Implications for Your Assets
If you are married and concerned about or contemplating a divorce, this information should guide you to consider any transfers of separate property that have been made during your marriage and discuss them with your attorney. If a divorce has not been filed and you have not separated, there is still time to clarify and influence which assets are separate and which are marital.
For example, if you transferred funds to a joint account for convenience, it may be wise to withdraw those funds and place them back in a separate account, but only if your attorney concurs. If your spouse deposited separate funds into a joint account, you will want to gather evidence of that deposit and make notes about any discussions that were had regarding intent.
If your divorce is already underway, you cannot change where the funds are being held. Still, you can work with your attorney to clarify the history of the transfers, document the transactions, detail the conversations that were had, explore the intent that was present, and discuss all of the circumstances surrounding the transfer.
It is also important to determine if you have a prenuptial or postnuptial agreement.

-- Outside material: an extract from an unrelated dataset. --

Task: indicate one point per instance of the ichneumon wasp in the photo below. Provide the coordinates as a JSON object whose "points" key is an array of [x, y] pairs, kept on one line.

These types of agreements may contain language that specifies how separate and marital assets will be defined. Your attorney can review this agreement, interpret it, and evaluate if it is binding and will govern how assets are defined in your divorce.
It is important to keep in mind that the divorcing couple has the opportunity to settle the issue of marital vs. separate property in pre-trial negotiations and by reaching an agreement. In addition, there are important negotiation opportunities available to your attorney and the opportunity to weigh the designation of assets as marital against greater property division, spousal support, and child support.
Transmutation and commingling of assets can significantly impact the totality of marital assets available for distribution in a divorce. This is just one of the important details your attorney will carefully attend to in the management of your high-stakes divorce.